Together in God’s overflowing love,
How God Uses Pain (TGIF Today God Is First Volume 2, by Os Hillman)
“I form the light and create darkness, I bring prosperity and create disaster; I, the LORD, do all these things” (Isa 45:7).
God will use pain in order to create a love relationship with His creation. This statement may challenge your theology. However, consider that God allowed Jesus to experience incredible pain in order to create an opportunity to have a relationship with His creation. Consider how Jesus created a relationship with Paul. He blinded him and used a crisis in his life in order to bring him into a relationship with him and use him for God’s purposes. Consider how God recruited Jonah for the mission He had for him.
This is not God’s first choice for His creation. Romans 2:4 reveals that God’s preference is to show mercy and kindness: “Or do you show contempt for the riches of His kindness, tolerance and patience, not realizing that God’s kindness leads you toward repentance?” The problem is there are few people who respond to the goodness of God. God loves people more than He loves their comfort. He invests a great deal into mankind. He desires relationship with us and will go to great lengths to create such a relationship in order for us to receive the rewards and inheritance He has for us.

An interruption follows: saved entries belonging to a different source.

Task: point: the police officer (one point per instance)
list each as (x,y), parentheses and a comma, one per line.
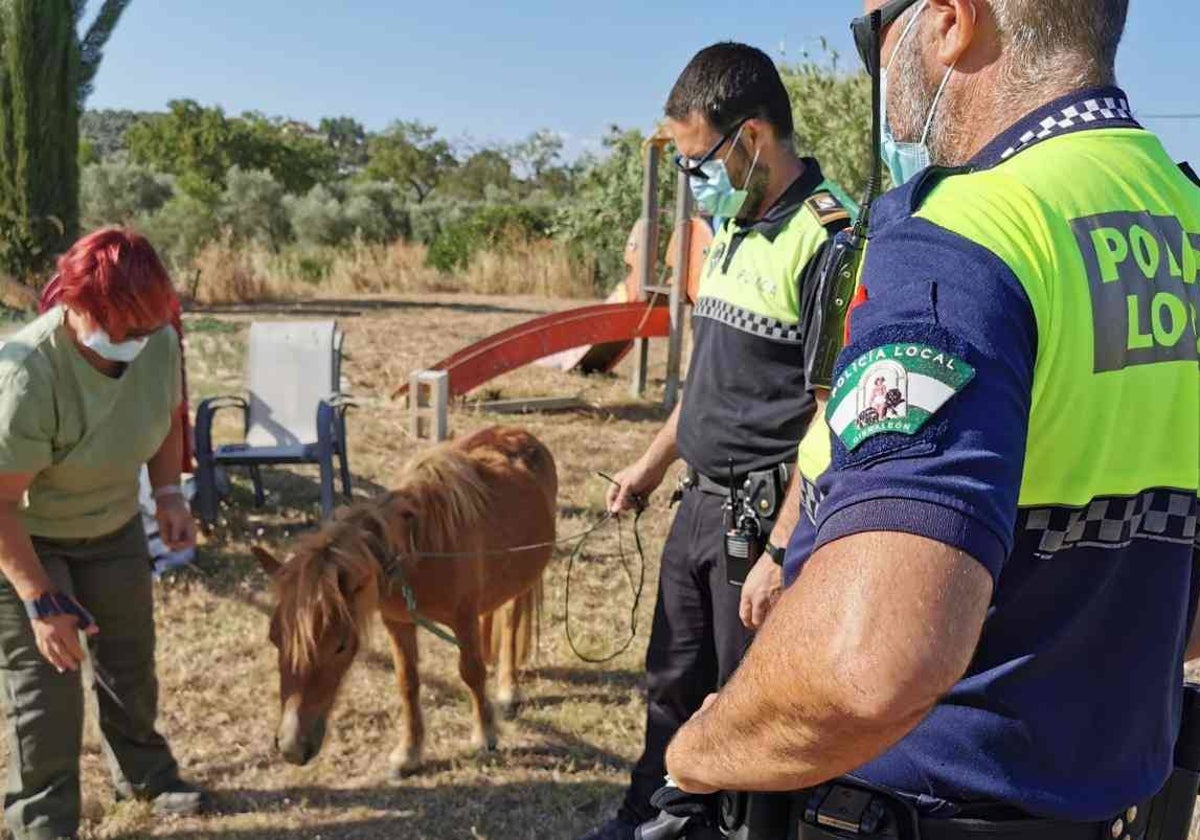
(745,406)
(995,616)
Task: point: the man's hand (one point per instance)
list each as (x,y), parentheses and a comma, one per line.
(634,485)
(761,592)
(58,640)
(175,523)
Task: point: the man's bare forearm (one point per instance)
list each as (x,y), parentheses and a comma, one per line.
(789,514)
(846,665)
(663,450)
(18,561)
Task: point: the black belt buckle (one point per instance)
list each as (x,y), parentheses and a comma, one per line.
(846,809)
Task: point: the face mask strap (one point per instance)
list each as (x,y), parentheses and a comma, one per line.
(904,35)
(937,99)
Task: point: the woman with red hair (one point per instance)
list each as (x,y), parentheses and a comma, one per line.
(89,393)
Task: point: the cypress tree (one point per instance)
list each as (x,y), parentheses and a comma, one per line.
(46,73)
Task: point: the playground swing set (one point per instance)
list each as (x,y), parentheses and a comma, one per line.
(589,339)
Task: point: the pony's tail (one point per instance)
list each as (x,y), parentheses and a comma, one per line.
(528,624)
(525,613)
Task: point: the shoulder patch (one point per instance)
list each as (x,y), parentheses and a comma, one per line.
(826,207)
(894,388)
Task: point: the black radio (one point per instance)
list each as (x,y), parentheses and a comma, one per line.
(744,540)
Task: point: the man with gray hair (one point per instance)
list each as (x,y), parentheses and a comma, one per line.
(989,630)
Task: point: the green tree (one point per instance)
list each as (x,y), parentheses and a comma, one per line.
(91,48)
(105,130)
(187,139)
(251,208)
(833,119)
(46,75)
(412,155)
(485,174)
(538,154)
(298,160)
(119,193)
(348,139)
(609,202)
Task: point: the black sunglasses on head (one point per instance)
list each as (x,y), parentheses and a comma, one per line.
(693,167)
(861,28)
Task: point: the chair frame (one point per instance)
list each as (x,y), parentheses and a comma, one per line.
(331,441)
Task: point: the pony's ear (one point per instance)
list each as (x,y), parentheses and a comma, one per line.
(267,561)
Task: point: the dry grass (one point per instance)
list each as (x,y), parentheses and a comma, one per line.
(241,275)
(562,763)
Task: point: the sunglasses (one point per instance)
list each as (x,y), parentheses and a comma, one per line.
(694,167)
(864,31)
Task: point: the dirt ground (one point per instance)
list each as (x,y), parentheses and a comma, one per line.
(561,765)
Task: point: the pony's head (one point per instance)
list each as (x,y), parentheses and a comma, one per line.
(328,587)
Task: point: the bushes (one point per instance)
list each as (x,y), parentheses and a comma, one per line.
(119,193)
(499,227)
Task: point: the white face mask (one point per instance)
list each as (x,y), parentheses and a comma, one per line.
(905,160)
(100,343)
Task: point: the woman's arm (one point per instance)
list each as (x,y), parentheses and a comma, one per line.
(175,523)
(163,466)
(58,636)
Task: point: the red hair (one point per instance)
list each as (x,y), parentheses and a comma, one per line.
(115,276)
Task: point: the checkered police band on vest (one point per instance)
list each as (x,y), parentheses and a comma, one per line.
(747,321)
(1157,515)
(1086,112)
(810,498)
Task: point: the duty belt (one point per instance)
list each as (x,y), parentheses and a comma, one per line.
(765,489)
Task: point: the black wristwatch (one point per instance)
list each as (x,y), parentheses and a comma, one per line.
(774,553)
(51,604)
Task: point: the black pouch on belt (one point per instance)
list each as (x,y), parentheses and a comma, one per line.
(1171,809)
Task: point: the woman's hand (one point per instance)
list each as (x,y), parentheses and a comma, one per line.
(58,640)
(175,523)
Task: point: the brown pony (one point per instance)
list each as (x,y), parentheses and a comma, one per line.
(445,531)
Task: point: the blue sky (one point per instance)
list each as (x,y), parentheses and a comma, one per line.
(497,71)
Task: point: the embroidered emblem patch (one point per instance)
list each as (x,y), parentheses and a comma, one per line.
(827,208)
(895,388)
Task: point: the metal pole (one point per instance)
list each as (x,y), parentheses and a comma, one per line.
(678,289)
(647,261)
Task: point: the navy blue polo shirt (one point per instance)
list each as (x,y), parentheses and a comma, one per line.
(1071,706)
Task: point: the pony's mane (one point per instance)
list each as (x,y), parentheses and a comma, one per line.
(311,585)
(448,495)
(439,493)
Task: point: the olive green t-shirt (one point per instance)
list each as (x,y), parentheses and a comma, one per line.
(82,433)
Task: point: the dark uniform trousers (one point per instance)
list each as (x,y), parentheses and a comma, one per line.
(43,709)
(696,641)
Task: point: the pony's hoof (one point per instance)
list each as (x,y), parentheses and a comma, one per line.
(508,707)
(484,742)
(405,763)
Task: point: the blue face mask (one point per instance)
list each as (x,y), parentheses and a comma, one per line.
(715,193)
(906,160)
(113,351)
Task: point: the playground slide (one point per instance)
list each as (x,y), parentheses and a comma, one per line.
(591,337)
(525,343)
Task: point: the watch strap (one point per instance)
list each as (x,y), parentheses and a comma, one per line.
(775,553)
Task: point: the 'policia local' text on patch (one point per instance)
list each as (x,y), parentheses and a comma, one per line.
(894,388)
(1141,271)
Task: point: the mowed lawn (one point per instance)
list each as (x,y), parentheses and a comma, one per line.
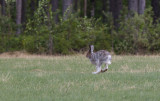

I have observed this process in the scriptures in working with people through years of ministry. I have noticed three distinct stages. First, we live based on convenience. Our obedience is largely based on circumstances in our lives. We choose to obey based on the circumstances.
The second stage is the crisis stage. God allows a crisis to come into our lives. We are motivated to obey God in order to get out of the pain of our situation. Many times God allows us to stay in this condition in order to demonstrate His love and faithfulness during our pain. Gradually, we discover something knew about God and often have a personal encounter with Him that changes us. Our very nature is affected by this God-encounter.
This begins to move us into a third phase that is a relationship that is motivated now by love and devotion instead of pain. This is where God desires us to be. Another way of saying this is we are no longer seeking His hand. We are seeking Him. We want to know God personally.
Obedience will not last when the motivation is only the removal of our pain. Obedience only lasts when the motivation is loving devotion. Where are you in your obedience and what is the primary motivation? If it isn’t love, why not tell the Lord you love Him today and want to know Him for who He is and not for what He can do for you.”